Too many server hops. Each Received entry is one hop. More than four or five hops looks suspicious to spam filters.
Unknown or blacklisted IPs. Check the IP addresses in your Received headers against a blacklist tool like MXToolbox. One blacklisted IP in the chain can tank your delivery.
Shared IPs with bad reputation. If you send from a shared IP, other senders on that IP affect your reputation. Check the sending IP in your Received headers regularly.

Missing Headers That Bulk Senders Need (List-Unsubscribe, Precedence)

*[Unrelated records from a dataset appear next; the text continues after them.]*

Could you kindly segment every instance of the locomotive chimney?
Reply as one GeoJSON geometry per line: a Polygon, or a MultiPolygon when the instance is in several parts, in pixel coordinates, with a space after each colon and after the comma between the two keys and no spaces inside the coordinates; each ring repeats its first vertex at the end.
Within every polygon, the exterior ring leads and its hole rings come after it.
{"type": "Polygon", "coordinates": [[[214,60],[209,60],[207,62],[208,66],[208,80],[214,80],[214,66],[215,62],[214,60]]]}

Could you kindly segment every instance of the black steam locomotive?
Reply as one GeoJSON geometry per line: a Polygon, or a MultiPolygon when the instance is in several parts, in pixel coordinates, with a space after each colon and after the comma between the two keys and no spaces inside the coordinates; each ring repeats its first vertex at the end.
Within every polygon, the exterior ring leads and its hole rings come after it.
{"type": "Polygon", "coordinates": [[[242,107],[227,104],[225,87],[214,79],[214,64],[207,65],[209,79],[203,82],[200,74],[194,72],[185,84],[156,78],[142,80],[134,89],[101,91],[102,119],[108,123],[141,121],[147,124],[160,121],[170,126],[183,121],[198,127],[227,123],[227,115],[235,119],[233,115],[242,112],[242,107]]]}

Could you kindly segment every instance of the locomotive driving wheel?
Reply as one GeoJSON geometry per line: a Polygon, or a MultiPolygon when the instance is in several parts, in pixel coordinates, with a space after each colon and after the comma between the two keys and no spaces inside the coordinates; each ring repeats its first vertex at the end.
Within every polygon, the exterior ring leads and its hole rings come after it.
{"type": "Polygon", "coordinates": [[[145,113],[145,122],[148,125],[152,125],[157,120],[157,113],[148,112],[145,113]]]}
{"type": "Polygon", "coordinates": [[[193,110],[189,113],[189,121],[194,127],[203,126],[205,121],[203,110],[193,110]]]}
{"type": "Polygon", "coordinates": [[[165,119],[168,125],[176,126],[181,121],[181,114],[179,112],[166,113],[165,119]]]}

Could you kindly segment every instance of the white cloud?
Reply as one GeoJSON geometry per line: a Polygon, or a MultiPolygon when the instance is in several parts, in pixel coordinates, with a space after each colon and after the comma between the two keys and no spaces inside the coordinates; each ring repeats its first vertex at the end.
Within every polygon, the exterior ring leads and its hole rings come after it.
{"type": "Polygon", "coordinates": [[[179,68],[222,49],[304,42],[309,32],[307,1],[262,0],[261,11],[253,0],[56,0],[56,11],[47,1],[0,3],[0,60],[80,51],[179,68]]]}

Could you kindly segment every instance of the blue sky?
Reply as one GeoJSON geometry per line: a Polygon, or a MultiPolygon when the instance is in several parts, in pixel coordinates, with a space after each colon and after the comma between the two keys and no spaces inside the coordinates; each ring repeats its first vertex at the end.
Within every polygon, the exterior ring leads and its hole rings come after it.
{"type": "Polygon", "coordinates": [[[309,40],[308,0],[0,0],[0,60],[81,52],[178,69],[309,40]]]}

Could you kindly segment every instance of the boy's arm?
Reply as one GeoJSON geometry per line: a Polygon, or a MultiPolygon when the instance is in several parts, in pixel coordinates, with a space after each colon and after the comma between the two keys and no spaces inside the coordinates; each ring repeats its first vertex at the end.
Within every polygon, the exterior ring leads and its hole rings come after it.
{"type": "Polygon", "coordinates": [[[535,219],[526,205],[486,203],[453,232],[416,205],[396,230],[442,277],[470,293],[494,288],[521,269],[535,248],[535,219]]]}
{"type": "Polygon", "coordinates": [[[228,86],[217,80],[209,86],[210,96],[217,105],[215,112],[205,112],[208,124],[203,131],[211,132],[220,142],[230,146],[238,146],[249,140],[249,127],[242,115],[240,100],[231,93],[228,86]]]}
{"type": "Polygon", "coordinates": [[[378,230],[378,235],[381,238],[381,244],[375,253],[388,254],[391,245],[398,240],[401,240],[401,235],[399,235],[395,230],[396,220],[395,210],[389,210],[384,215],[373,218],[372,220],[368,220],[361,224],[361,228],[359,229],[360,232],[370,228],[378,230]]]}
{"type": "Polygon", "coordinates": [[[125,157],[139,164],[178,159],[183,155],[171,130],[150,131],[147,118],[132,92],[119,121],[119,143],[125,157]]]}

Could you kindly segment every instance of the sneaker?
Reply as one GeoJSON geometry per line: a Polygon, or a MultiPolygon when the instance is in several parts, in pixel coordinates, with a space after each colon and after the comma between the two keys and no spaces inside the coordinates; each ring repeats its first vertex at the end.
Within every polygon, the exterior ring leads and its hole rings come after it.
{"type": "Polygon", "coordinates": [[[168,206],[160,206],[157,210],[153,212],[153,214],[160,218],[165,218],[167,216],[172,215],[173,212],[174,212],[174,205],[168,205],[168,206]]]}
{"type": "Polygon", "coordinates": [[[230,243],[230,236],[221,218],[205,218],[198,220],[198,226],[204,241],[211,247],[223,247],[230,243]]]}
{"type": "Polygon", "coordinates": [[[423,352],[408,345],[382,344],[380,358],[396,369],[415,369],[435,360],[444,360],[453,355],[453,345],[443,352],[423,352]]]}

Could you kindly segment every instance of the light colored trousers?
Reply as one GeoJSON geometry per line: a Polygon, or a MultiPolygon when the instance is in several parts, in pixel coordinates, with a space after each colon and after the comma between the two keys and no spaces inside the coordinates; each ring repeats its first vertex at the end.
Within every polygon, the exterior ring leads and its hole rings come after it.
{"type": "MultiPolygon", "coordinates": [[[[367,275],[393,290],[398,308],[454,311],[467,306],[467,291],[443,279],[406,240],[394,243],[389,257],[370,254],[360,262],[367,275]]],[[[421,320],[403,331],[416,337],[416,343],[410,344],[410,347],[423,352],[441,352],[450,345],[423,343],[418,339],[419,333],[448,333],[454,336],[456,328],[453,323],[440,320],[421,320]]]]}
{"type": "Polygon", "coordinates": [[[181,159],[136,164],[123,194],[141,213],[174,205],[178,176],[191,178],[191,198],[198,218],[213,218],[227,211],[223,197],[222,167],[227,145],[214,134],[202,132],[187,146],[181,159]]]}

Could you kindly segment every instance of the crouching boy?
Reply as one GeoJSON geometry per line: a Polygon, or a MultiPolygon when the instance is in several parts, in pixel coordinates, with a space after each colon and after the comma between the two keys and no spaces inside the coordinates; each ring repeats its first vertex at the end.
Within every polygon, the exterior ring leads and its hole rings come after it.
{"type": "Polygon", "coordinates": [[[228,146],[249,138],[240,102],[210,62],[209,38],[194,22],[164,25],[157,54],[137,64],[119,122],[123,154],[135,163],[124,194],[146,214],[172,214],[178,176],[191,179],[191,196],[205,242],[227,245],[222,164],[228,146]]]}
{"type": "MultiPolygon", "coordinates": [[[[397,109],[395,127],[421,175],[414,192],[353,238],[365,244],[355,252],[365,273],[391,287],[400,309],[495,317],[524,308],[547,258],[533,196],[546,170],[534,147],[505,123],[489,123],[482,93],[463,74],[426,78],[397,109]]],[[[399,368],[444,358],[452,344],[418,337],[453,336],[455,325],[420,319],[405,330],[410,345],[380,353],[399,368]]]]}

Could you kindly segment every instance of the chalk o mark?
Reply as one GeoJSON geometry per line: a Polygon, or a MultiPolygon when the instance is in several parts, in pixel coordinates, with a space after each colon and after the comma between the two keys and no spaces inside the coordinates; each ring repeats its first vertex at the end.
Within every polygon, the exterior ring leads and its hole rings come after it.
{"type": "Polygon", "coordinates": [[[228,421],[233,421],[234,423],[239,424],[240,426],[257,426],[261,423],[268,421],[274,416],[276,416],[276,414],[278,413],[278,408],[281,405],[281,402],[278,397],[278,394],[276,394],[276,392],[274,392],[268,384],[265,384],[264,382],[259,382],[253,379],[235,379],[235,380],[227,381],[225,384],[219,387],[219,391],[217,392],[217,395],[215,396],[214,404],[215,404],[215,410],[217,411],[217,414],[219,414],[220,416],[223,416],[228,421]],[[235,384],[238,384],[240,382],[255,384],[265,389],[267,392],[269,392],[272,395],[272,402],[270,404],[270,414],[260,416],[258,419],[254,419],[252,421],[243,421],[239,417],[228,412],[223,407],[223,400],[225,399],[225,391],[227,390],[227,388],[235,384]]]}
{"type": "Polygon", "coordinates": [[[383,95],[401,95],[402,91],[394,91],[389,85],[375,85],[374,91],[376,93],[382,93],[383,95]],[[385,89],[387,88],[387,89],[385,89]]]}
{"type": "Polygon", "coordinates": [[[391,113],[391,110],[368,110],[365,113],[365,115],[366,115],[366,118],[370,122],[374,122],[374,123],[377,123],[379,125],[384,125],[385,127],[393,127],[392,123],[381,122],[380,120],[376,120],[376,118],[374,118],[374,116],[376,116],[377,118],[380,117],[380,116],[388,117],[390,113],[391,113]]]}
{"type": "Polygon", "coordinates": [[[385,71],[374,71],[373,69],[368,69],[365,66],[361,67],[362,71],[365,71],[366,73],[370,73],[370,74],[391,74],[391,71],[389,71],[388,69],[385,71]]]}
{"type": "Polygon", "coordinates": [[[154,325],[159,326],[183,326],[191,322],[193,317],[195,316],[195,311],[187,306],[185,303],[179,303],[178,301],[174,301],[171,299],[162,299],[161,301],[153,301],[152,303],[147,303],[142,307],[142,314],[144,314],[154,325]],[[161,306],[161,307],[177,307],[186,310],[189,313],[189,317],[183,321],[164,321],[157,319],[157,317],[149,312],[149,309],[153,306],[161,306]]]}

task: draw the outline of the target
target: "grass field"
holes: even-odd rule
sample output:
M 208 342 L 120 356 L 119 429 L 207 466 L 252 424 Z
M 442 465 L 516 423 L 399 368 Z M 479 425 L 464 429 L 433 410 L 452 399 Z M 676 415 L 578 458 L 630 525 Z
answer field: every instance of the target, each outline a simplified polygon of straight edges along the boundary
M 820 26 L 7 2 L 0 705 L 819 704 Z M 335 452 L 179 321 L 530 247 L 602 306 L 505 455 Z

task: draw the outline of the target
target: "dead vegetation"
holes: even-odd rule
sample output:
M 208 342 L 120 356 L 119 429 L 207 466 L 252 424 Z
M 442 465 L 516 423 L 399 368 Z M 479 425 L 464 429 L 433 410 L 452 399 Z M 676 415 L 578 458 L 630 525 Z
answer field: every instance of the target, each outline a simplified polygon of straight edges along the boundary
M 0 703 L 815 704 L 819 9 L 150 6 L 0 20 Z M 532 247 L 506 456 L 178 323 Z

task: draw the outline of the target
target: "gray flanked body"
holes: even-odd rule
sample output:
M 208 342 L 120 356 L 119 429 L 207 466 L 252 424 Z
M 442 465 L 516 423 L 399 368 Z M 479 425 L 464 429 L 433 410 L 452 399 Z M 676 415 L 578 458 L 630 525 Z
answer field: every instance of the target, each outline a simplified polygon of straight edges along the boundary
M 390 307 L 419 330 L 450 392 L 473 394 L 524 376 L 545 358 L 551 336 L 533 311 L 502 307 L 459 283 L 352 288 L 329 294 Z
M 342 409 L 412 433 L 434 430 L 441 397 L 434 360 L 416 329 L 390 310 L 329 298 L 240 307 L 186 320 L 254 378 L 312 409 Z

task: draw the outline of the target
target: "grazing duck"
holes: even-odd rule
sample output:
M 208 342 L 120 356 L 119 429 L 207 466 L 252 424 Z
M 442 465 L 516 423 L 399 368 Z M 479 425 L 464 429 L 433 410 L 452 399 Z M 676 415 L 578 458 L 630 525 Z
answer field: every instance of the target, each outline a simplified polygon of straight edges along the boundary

List-Unsubscribe. Google and Yahoo now require this header for bulk senders. If your marketing emails do not include it, spam filters will penalize you.
Precedence. Automated emails like receipts and notifications should include a Precedence: bulk header. Missing it can cause spam filters to misclassify your messages.
These omissions are silent killers. Your emails look fine on the surface. But the missing headers trigger spam filters without any visible bounce or error message.

FAQs About Email Headers

What is an email header in simple terms?

An email header is hidden metadata attached to every email. It contains sender info, routing data, timestamps, and authentication results. You can view it in any email client, but it is hidden by default.

How do I view email headers in Gmail?

Open the email. Click the three dots next to the Reply button. Select “Show Original.” A new tab opens with the full header and an SPF, DKIM, DMARC summary at the top.

Can email headers be faked or spoofed?

Parts of the header can be forged. The From field is the most common target. But authentication protocols like SPF, DKIM, and DMARC catch most forgeries. Always check the Authentication-Results field to verify the sender.

What do SPF, DKIM, and DMARC mean in email headers?

SPF checks if the sending server is authorized by the domain. DKIM verifies the message was not altered in transit using a cryptographic signature. DMARC ties both together and tells receiving servers what to do if checks fail.

How do email headers help with deliverability?

Headers show whether your authentication passed or failed. They reveal routing problems and spam filter scores. Reading them helps you diagnose exactly why emails land in spam instead of the inbox.